Trust overview
niil is built to be a sovereign, EU-first AI workspace where your data stays protected and under your control. This section explains each measure in plain language.
The pillars
| Pillar | In short |
|---|---|
| EU sovereignty & residency | Organizations use only EU-processed (or self-hosted) models by default; inference is region-pinned to EU endpoints. |
| Encryption | Chat content, documents and connector credentials are encrypted at rest with AES-256-GCM; TLS in transit. |
| Authentication & MFA | Passwords, email one-time codes, passkeys (WebAuthn) and social sign-in — configurable per org. |
| Data protection & GDPR | Data export & erasure, DLP scanning, an immutable audit trail, and strict tenant isolation. |
| Zero Data Retention | Per-model retention and processor disclosure; ZDR contracted with providers where supported. |
| No external vendors | Self-hosted runtime and built-in tools; no third-party analytics.

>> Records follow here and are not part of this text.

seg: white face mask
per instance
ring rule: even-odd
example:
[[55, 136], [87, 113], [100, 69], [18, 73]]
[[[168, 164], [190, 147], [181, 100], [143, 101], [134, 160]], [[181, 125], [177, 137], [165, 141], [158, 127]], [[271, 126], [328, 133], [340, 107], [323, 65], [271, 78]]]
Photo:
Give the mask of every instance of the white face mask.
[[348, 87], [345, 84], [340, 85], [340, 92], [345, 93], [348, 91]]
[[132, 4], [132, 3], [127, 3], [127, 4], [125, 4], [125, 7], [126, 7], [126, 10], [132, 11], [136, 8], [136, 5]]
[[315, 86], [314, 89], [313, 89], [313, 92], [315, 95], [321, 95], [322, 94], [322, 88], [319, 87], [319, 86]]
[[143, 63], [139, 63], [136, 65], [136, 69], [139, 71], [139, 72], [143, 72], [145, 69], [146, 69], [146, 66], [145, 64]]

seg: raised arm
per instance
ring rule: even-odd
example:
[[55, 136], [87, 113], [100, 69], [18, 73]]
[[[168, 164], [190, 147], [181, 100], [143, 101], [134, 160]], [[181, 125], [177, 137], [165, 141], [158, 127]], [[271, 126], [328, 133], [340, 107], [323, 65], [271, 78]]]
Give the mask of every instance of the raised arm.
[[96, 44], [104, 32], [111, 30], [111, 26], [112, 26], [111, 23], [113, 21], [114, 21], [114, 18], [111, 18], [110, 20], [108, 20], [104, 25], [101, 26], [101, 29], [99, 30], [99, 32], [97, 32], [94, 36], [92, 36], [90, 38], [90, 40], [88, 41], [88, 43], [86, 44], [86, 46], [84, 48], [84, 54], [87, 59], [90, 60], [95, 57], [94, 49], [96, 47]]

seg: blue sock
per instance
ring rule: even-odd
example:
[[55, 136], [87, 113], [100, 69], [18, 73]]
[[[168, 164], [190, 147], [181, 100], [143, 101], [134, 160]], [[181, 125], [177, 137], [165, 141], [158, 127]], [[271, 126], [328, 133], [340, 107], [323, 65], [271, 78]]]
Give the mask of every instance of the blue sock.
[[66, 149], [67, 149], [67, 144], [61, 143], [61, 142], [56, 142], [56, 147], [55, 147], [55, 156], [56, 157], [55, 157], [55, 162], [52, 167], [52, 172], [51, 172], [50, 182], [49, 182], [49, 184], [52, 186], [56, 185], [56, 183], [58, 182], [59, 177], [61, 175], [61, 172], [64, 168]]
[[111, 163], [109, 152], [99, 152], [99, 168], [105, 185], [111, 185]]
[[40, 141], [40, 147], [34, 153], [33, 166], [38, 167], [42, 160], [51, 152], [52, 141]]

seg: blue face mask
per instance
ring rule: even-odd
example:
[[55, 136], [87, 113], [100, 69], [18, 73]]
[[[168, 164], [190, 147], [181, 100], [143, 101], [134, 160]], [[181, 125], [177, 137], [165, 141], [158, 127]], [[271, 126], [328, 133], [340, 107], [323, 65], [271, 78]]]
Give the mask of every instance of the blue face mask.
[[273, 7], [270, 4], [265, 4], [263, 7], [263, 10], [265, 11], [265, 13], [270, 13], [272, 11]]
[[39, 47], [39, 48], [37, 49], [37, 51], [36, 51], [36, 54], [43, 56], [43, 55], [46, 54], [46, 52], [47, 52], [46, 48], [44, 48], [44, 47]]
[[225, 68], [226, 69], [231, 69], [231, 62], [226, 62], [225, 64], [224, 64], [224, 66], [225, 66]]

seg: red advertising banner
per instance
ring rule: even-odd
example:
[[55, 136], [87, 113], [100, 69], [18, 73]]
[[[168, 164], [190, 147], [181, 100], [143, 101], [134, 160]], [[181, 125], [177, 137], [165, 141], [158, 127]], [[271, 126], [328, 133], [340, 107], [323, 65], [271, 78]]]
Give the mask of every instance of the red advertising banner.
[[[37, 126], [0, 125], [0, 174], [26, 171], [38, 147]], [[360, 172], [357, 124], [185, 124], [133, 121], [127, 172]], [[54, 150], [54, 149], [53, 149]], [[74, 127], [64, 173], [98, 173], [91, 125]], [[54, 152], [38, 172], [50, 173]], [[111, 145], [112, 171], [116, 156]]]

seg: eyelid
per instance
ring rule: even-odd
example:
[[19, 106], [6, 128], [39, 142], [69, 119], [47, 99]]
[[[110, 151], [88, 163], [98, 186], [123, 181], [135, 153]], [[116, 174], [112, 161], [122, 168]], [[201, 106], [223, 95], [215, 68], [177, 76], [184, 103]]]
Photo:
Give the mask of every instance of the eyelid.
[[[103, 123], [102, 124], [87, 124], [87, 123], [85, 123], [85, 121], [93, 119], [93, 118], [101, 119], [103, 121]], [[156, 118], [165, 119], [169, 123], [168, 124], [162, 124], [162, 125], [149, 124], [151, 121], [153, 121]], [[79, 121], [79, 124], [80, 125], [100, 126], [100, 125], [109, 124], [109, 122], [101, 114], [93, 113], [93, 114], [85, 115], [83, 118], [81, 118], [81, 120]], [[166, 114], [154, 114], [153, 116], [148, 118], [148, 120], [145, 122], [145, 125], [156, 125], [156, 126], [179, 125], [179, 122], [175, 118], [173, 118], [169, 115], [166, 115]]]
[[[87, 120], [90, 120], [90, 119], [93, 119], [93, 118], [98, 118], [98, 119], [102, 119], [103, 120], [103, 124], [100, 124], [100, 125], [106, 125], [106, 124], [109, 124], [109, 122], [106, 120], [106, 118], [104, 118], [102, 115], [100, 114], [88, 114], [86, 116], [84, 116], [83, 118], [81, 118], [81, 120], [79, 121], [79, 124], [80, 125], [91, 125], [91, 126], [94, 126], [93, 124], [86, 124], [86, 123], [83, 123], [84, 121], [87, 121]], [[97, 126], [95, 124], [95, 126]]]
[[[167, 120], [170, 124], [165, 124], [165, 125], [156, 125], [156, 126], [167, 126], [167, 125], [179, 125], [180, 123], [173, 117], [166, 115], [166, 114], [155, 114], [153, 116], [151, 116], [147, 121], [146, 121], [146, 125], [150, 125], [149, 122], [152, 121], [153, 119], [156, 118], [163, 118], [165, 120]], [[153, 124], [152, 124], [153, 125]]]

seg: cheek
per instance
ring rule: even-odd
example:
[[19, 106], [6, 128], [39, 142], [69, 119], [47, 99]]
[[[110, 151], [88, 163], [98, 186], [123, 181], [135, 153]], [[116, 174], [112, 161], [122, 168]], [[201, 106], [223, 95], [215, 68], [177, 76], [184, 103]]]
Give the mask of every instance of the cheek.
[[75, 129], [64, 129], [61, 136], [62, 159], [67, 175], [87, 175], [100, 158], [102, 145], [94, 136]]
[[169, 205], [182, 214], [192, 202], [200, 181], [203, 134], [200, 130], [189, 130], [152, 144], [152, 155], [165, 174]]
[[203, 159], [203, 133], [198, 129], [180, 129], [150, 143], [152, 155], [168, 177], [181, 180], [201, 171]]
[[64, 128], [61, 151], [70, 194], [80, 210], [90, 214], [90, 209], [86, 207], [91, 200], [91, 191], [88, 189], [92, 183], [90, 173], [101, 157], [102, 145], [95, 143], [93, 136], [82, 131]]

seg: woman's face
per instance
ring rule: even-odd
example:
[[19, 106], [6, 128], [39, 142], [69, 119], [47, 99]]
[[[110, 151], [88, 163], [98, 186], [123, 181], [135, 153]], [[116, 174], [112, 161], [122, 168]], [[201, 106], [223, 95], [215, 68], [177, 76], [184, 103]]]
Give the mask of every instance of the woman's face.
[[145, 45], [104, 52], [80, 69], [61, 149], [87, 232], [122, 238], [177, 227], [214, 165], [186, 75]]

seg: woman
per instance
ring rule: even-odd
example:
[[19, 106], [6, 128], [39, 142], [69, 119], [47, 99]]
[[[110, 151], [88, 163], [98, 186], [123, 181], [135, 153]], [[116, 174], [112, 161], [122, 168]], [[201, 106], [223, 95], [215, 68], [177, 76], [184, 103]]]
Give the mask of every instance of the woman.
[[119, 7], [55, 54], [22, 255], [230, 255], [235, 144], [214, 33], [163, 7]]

EU-hosted Stripe is the only exception, and only if billing is enabled. |
| Compliance & legal | DPA, technical & organisational measures (TOM), privacy policy and sub-processor list. |
Secure by default
The defaults are the safe ones: EU-only models on, login MFA on, encryption at rest always on. An organization can relax a policy deliberately, but nothing sensitive is opt-in.
Two things we describe precisely (not more)
We aim to document only what niil actually does:
- Zero Data Retention is disclosed per model and contracted with providers where they support it. Where a provider offers a retention-opt-out signal, niil is designed to use it. We describe ZDR as a contractual + disclosed property, not a blanket technical guarantee for every provider.
- Billing uses Stripe only when enabled; subscription lifecycle handling is being expanded. See Plans & subscription.